Mondo nuovo by Miceli Jeffries Giovanna

Mondo nuovo by Miceli Jeffries Giovanna

autore:Miceli Jeffries, Giovanna [Miceli Jeffries, Giovanna]
La lingua: ita
Format: epub
Tags: Narrativa, General, Fiction
ISBN: 9788849870688
Google: 6M7ozgEACAAJ
editore: Rubbettino
pubblicato: 2022-01-31T23:00:00+00:00


Banane canadesi

Io e mia sorella arrivammo a Montreal nel primo pomeriggio di una giornata di agosto tersa e col sole splendente. I miei genitori e il mio fratellino insieme ai cugini di mia madre ci aspettavano con braccia sventolanti e larghi sorrisi, mia madre piangeva di contentezza. I miei erano arrivati meno di un mese prima con la nave Cristoforo Colombo, ma a mia madre doveva essere sembrata un’eternità; adesso eravamo tutti riuniti. E anch’io mi sentii in qualche modo sollevata dentro la macchina enorme dei cugini, stretta nelle braccia di mia madre. L’aria era trasparente, leggera e sterminata; un immenso verdeggiare di prati e alberi si apriva in tutte le direzioni: il giallo intenso che impregnava l’aria in Sicilia era scomparso.

Lungo il tragitto mia madre parlava a ruota libera, con un entusiasmo che non le conoscevo. Quando entrammo dentro il piccolo appartamento che avevano affittato al primo piano, sopra un supermercato, mi meravigliai alla vista di un casco di banane al centro del tavolo. Non ne avevo mai assaggiate prima, le consideravo un frutto per privilegiati, destinato a pochi eletti. Era un buon segno, la promessa di qualcosa di nuovo che stava nascendo intorno a noi.

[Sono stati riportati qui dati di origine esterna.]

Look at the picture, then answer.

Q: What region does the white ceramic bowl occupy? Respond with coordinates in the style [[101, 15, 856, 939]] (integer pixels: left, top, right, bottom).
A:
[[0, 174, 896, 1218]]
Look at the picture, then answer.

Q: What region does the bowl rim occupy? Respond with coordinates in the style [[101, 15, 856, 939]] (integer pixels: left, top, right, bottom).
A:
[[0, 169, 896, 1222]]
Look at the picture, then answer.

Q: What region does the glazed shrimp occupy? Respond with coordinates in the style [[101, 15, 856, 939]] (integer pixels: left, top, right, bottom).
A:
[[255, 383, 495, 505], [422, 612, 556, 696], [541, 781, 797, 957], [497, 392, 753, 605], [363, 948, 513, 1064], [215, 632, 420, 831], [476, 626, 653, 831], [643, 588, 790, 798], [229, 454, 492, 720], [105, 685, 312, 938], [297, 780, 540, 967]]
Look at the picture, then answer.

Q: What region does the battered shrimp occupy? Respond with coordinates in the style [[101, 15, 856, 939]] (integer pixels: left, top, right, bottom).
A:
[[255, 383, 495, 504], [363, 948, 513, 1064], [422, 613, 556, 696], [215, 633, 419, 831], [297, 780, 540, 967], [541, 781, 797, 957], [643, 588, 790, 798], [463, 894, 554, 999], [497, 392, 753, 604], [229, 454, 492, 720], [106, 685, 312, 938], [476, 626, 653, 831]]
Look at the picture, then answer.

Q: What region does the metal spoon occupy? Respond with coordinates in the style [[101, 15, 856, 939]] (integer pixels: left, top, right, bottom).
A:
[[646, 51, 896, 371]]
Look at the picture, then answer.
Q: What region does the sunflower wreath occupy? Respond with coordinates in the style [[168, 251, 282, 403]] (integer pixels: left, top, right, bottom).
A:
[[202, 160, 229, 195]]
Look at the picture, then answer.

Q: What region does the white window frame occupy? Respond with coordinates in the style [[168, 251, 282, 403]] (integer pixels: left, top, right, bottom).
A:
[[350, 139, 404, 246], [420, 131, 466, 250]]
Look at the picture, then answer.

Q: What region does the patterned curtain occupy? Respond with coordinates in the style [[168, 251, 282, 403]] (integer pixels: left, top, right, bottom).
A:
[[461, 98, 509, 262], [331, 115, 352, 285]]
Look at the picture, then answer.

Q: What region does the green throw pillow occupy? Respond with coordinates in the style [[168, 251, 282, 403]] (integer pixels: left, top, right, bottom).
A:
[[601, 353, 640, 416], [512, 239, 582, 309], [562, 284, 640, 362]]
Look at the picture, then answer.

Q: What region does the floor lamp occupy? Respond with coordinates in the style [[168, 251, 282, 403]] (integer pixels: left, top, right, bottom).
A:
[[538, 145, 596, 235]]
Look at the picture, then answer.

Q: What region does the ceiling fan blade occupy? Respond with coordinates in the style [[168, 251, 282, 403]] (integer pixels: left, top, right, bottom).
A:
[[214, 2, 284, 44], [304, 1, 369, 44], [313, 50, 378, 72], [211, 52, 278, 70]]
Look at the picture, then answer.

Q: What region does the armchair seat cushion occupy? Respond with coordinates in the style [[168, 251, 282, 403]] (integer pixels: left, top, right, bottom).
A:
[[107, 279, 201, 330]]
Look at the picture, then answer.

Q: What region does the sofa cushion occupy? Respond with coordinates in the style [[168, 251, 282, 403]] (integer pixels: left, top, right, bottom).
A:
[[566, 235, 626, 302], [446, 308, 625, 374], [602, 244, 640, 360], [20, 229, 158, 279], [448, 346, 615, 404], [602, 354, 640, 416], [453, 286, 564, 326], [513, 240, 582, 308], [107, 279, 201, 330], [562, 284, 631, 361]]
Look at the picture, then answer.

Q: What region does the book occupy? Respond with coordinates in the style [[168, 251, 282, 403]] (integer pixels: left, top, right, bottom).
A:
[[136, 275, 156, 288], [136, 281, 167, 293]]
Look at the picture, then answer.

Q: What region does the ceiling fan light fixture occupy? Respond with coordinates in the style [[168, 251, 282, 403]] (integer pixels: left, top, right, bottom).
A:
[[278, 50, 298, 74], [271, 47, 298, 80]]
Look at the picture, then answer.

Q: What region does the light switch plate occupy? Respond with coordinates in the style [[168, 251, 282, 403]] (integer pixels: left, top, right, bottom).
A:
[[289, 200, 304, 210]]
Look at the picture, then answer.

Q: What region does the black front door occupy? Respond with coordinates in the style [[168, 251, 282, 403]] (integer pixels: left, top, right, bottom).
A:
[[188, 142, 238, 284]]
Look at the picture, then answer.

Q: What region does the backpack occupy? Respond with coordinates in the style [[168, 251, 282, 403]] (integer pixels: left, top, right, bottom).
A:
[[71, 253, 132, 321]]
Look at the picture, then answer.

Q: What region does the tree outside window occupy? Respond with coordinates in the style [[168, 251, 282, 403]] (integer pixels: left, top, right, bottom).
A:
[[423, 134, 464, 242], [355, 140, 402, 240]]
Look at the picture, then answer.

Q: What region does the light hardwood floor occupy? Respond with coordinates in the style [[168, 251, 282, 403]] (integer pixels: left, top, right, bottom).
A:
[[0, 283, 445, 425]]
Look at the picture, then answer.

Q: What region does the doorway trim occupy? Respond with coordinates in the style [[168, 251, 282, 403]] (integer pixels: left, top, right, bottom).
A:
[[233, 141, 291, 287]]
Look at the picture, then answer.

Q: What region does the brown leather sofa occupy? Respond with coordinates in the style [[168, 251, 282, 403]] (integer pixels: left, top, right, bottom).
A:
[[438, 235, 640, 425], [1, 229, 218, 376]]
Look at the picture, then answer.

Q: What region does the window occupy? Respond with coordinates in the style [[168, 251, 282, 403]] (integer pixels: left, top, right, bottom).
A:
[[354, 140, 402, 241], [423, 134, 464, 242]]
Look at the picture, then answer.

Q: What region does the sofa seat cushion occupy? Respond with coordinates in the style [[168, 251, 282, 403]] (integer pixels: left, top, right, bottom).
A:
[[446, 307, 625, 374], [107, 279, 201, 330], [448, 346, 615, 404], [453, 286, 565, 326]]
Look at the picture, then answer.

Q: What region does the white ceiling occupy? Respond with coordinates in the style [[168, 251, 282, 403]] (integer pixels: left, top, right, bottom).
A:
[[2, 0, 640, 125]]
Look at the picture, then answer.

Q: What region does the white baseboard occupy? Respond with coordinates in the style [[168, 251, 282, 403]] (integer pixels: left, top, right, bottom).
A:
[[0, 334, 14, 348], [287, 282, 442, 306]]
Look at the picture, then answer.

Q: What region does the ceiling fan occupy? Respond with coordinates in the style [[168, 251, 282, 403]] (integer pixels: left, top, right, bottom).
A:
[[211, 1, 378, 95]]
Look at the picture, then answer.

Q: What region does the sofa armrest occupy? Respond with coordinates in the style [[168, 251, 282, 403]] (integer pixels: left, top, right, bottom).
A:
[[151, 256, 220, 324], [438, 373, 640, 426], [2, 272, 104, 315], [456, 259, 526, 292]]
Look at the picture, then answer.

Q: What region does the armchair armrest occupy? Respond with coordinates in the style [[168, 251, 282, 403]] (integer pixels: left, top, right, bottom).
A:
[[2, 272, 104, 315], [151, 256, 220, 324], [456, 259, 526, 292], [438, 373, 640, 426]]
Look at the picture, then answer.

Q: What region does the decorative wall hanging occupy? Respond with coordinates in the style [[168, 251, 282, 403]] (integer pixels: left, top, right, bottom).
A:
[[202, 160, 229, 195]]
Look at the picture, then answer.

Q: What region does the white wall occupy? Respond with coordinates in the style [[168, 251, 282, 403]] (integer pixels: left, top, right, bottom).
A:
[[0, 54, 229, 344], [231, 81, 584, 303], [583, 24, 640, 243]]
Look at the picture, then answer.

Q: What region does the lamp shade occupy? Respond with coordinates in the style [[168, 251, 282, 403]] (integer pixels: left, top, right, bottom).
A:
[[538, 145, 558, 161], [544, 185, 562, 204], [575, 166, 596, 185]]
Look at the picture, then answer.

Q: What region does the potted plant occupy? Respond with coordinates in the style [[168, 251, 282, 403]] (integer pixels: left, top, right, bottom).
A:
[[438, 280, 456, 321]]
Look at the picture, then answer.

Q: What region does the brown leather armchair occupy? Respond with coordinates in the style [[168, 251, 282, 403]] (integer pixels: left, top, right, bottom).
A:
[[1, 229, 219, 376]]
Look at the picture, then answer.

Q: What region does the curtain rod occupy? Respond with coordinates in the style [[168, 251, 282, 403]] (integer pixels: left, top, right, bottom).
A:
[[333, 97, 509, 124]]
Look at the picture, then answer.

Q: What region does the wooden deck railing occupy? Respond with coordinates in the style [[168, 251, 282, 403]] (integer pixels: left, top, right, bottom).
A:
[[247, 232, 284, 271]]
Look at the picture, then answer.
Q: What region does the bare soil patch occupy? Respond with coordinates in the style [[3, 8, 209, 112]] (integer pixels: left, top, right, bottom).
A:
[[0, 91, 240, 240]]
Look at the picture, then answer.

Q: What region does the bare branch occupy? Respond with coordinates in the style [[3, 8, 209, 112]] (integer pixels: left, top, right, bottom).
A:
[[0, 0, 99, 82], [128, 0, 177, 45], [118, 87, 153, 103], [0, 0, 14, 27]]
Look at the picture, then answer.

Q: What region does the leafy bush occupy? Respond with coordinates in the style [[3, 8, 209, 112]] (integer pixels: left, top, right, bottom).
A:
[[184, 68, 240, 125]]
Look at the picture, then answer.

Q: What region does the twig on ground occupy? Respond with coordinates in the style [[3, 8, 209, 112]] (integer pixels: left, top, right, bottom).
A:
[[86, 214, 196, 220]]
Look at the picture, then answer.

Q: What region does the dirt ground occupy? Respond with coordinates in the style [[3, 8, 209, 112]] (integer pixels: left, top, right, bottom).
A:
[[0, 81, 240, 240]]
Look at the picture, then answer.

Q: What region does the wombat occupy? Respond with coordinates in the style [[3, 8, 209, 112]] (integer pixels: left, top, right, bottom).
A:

Mia madre mi incoraggiò a mangiarne una, e dopo averla malamente sbucciata la divorai in tre bocconi.

Il giorno dopo molti compaesani vennero a salutarci, come era uso. Le ragazze ci portarono a fare una passeggiata in un parco a un isolato dal nostro appartamento. C’erano le altalene, dove anche gli adulti si dondolavano. Altalene vere, solide, non come quelle che da ragazzina improvvisavo per strada con una corda, e che immancabilmente mi facevano finire con grandi strapazzate del sedere. Mi impadronii di una di quelle altalene e cominciai a svolazzare avanti e indietro, respirando un senso di libertà e di benessere in mezzo a tutto quel verde, con il vento tra i capelli, e dimenticai per un po’ che ora fosse al mio paese in quel momento, e non pensai a cosa stessero facendo le mie amiche in Sicilia. Mentre ci alternavamo nelle altalene, le ragazze parlavano tra di loro del lavoro in fabbrica, del boss, di macchine per cucire con nomi francesi. Era domenica, la loro giornata libera. Le ascoltavo senza fare domande, mi sembravano un po’ più distanti adesso che discutevano di una realtà che non conoscevo, come se non fossimo più dello stesso paese, e della stessa età. Forse, mi dicevo, non potevamo diventare amiche subito.

Una sera della settimana seguente ci telefonò la giovane moglie di un nostro compaesano, Cettina, che si era impegnata a farci trovare lavoro nella sua fabbrica. Dovevamo lasciare fare a lei, spiegò a mia madre, perché sapeva parlare il francese e ci avrebbe presentato al boss. Noi non dovevamo dire niente. Ci diede appuntamento per l’indomani mattina alle otto, dandoci le istruzioni sugli autobus da prendere per raggiungere l’indirizzo.

Ci vestimmo con cura l’indomani: era la prima volta che andavamo al lavoro e non sapevamo esattamente cosa mettere, ma sicuramente saremmo state insieme a tante altre persone che ci avrebbero guardato, praticamente era come andare in piazza.